PackForcing: Short Video Training Suffices for Long Video Sampling and Long Context Inference

Summary (Overview)

Novel KV-Cache Management: Introduces a Three-Partition KV Cache strategy that categorizes generation history into Sink tokens (full resolution, global anchors), Mid tokens (highly compressed, dynamically selected), and Recent tokens (full resolution, local coherence), bounding memory usage to ~4 GB for arbitrarily long videos.
Efficient Context Compression: Proposes a Dual-Branch Compression module fusing progressive 3D convolutions (HR branch) with low-resolution VAE re-encoding (LR branch), achieving a 128× spatiotemporal volume compression (~32× token reduction) for intermediate history.
Robust Long-Video Generation: Enables 24× temporal extrapolation, generating coherent 2-minute (120s) videos at 832×480 resolution and 16 FPS from training on merely 5-second clips, while achieving state-of-the-art VBench scores (e.g., Temporal Consistency: 26.07, Dynamic Degree: 56.25).
Seamless Position Correction: Introduces Incremental RoPE Adjustment to correct positional discontinuities caused by dynamic token eviction/selection, ensuring stable generation with negligible overhead (<0.1% inference time).
Dynamic Context Prioritization: Employs Dynamic Context Selection based on query-key affinity to route only the most informative compressed mid tokens into the active attention context, improving subject consistency and CLIP scores.

Introduction and Theoretical Foundation

Autoregressive video diffusion models have advanced short-clip generation but face critical bottlenecks for long-video synthesis:

Error Accumulation: Small prediction errors compound iteratively during autoregressive denoising, leading to progressive quality degradation and semantic drift.
Unbounded Memory Growth: The Key-Value (KV) cache scales linearly with video length. For a 2-minute, 832×480 video at 16 FPS, the full attention context grows to ~749K tokens, requiring ~138 GB of KV storage, exceeding single-GPU memory.

Existing methods like Self-Forcing or DeepForcing either suffer from severe error accumulation beyond their training horizon or rely on aggressive history truncation, leading to irreversible loss of critical intermediate memory. This creates a fundamental dilemma: mitigating error accumulation requires extensive context, yet hardware constraints force discarding memory.

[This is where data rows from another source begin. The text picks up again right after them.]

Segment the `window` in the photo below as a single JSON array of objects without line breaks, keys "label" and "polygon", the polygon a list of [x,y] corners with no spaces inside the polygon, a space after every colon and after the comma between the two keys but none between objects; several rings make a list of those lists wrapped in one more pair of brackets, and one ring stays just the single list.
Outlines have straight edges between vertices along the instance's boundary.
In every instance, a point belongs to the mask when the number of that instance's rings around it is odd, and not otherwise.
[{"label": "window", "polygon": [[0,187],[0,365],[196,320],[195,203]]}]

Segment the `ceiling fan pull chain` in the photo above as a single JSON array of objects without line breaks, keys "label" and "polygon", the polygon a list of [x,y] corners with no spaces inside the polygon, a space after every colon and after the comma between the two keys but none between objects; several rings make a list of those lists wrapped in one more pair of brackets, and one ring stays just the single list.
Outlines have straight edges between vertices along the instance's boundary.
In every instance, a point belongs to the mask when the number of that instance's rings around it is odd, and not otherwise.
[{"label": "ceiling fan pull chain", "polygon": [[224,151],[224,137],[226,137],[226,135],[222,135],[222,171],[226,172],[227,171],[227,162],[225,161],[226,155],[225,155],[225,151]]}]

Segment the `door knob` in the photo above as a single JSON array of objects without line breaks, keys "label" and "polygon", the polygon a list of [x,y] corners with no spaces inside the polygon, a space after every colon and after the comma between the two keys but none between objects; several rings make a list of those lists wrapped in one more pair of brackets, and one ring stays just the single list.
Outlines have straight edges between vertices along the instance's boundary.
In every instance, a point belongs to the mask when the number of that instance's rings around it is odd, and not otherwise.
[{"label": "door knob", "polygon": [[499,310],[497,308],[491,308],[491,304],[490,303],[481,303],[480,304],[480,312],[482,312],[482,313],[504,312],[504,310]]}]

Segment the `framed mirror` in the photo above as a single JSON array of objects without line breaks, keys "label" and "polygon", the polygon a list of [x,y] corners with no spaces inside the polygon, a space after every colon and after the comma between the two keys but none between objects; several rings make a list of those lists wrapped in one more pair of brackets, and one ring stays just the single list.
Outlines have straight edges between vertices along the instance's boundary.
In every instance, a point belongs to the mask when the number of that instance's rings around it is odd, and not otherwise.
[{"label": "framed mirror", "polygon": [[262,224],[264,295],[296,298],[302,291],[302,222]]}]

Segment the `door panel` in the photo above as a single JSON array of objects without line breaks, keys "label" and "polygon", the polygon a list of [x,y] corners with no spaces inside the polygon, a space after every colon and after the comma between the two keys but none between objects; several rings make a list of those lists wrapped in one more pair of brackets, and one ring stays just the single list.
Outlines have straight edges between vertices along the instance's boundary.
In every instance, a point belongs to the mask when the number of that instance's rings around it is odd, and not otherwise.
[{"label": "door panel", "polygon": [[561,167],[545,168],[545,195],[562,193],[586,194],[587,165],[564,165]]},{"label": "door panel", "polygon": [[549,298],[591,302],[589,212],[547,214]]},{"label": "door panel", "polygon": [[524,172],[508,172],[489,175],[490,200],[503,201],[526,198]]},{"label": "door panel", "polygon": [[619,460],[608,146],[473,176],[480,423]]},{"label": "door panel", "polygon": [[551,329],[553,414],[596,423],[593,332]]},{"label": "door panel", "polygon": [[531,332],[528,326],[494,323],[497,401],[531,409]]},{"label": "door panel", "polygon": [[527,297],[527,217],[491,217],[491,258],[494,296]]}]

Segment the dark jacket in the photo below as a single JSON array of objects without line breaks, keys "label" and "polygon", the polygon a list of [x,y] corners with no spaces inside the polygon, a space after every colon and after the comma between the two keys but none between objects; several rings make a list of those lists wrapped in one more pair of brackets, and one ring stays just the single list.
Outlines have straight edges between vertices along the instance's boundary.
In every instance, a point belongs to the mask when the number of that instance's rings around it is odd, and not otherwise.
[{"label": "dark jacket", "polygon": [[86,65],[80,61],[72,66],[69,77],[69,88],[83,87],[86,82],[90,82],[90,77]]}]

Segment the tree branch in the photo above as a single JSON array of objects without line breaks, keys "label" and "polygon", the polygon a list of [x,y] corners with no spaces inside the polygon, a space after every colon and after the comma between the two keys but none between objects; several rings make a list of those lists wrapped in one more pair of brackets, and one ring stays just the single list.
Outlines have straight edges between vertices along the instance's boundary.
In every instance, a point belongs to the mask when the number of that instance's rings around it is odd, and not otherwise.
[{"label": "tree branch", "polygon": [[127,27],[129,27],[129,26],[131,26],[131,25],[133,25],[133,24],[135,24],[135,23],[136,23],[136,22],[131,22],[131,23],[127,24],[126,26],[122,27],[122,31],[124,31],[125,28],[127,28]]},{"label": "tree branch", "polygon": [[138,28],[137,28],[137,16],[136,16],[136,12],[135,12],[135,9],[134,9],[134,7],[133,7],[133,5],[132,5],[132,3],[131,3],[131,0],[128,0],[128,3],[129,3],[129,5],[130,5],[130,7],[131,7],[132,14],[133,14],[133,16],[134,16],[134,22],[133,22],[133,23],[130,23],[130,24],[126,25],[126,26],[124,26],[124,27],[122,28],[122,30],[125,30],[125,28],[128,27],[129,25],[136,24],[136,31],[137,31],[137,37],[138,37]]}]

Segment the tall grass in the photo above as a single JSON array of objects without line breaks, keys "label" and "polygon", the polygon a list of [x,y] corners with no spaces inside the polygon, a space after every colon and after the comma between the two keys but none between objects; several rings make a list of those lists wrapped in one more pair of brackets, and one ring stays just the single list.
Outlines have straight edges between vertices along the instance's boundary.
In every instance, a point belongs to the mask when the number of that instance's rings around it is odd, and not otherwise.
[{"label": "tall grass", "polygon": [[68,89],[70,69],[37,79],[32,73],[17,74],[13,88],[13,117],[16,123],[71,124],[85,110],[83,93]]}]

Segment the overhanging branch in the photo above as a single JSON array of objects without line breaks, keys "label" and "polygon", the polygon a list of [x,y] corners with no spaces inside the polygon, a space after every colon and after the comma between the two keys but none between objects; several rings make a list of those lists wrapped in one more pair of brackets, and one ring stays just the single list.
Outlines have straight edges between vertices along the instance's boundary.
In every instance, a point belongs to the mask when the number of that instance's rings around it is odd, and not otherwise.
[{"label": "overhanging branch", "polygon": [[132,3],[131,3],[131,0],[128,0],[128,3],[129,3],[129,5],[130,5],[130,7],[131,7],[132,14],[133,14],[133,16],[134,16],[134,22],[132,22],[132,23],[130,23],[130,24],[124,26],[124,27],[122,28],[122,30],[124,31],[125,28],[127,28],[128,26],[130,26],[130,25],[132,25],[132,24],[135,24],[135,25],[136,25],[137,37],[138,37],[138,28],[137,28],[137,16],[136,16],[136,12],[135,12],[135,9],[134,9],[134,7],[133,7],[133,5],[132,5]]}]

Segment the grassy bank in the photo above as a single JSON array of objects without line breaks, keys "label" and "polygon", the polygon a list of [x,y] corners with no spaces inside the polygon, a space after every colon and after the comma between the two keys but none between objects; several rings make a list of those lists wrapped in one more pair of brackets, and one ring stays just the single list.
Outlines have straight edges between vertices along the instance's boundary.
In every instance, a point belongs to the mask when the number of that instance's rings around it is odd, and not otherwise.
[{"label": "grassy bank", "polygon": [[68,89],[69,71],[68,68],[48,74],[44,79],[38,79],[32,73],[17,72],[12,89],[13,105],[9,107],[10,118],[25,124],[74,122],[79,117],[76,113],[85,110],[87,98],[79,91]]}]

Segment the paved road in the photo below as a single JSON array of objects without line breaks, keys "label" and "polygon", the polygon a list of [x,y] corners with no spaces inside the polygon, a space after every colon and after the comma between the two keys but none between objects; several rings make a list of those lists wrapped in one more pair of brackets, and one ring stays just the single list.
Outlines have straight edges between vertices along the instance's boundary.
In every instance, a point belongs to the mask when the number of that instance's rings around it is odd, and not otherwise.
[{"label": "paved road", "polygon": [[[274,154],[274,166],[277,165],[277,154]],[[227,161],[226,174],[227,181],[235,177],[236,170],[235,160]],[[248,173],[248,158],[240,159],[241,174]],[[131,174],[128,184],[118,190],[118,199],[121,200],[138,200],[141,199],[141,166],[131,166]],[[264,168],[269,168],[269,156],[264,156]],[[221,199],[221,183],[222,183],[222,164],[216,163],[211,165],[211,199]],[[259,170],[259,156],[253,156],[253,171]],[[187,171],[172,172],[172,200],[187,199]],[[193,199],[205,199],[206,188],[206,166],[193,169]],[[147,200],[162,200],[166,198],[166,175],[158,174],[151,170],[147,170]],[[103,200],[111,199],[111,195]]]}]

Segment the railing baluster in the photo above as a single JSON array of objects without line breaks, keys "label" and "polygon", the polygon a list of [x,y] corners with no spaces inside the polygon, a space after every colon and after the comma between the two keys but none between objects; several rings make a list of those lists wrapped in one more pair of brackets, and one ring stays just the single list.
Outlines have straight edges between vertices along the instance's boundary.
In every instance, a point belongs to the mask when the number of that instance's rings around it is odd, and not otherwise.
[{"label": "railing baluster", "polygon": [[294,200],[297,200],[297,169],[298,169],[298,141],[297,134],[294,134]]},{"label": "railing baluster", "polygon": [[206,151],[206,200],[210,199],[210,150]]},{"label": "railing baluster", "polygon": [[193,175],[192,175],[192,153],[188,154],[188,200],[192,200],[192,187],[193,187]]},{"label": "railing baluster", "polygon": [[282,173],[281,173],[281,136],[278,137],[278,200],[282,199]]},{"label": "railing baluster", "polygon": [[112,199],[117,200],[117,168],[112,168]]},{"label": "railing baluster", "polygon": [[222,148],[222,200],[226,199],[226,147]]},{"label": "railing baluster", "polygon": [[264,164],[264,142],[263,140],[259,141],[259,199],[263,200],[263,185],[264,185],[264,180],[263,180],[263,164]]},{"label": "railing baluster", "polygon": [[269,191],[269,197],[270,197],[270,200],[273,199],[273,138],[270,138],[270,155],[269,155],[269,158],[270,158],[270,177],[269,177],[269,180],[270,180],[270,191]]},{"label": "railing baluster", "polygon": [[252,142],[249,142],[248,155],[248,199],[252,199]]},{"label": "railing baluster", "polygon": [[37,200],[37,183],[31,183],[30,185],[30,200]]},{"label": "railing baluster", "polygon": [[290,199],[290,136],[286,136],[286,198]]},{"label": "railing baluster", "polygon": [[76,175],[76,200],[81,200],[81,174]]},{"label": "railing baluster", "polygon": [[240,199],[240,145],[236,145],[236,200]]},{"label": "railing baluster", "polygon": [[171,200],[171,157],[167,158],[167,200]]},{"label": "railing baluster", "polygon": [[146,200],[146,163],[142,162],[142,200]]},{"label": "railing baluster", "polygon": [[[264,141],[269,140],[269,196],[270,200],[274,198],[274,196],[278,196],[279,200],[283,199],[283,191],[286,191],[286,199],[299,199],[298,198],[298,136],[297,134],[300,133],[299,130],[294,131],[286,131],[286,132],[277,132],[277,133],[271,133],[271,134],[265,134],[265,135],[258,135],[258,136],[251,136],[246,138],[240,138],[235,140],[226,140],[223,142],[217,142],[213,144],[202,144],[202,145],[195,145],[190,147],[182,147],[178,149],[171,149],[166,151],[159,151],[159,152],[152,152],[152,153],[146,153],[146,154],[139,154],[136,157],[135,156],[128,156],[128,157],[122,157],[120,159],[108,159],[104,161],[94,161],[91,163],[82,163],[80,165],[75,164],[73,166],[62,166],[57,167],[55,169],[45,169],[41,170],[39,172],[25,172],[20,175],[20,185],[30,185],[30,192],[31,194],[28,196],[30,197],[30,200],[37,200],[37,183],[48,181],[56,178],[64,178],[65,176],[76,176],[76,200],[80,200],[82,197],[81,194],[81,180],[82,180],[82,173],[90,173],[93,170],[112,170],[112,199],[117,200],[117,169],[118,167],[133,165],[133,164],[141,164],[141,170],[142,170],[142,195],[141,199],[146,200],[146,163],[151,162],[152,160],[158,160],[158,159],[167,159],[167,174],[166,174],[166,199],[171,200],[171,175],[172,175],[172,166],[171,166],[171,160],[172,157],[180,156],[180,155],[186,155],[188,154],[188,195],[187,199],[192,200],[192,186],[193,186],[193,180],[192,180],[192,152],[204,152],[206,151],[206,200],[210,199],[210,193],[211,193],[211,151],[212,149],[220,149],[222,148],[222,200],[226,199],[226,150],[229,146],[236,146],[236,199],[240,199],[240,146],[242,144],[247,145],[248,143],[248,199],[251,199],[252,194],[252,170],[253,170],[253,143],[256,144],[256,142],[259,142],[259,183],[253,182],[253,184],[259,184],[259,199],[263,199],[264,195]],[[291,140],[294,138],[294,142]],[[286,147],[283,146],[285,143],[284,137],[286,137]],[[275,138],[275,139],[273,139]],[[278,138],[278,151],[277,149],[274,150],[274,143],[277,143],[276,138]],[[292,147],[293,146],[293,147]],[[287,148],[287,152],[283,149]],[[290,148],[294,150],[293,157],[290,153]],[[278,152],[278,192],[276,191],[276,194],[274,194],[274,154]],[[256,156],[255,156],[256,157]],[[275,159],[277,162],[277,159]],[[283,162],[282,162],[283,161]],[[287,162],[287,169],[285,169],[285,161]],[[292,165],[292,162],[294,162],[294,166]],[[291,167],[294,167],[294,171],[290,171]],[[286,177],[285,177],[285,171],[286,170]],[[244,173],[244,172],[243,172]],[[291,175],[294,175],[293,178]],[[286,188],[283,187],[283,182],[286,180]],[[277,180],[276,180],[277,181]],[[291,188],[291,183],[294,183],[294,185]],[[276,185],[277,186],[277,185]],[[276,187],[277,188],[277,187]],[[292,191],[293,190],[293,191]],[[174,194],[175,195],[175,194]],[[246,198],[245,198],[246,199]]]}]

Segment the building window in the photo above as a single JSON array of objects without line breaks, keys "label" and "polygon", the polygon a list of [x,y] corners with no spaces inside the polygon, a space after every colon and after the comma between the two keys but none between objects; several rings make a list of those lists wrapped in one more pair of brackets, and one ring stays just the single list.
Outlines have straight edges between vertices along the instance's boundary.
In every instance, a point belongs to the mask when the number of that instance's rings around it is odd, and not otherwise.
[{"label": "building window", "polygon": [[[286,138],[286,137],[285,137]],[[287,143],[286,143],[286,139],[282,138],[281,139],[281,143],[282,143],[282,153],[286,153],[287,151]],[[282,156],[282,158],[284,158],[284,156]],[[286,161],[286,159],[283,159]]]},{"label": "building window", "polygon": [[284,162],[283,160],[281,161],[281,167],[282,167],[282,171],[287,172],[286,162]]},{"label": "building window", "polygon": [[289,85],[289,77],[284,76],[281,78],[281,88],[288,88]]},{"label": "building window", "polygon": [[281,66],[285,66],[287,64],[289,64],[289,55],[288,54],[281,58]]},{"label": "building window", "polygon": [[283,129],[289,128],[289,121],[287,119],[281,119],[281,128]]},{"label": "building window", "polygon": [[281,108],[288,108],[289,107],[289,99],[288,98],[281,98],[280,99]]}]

PackForcing addresses this by building upon insights from DeepForcing (attention sinks, participative compression) but proposes to compress unselected intermediate tokens rather than irreversibly dropping them. The core theoretical foundation is a principled three-partition KV cache design that applies tailored policies based on temporal role and information density, enabling bounded memory while preserving comprehensive historical context.

Methodology

3.1 Preliminaries

The base model builds upon the Flow Matching framework. Given a clean video latent $x_0$ and standard Gaussian noise $\epsilon \sim \mathcal{N}(0, I)$ , the noisy latent at noise level $\sigma \in [0, 1]$ is:

x_\sigma = (1 - \sigma)x_0 + \sigma\epsilon.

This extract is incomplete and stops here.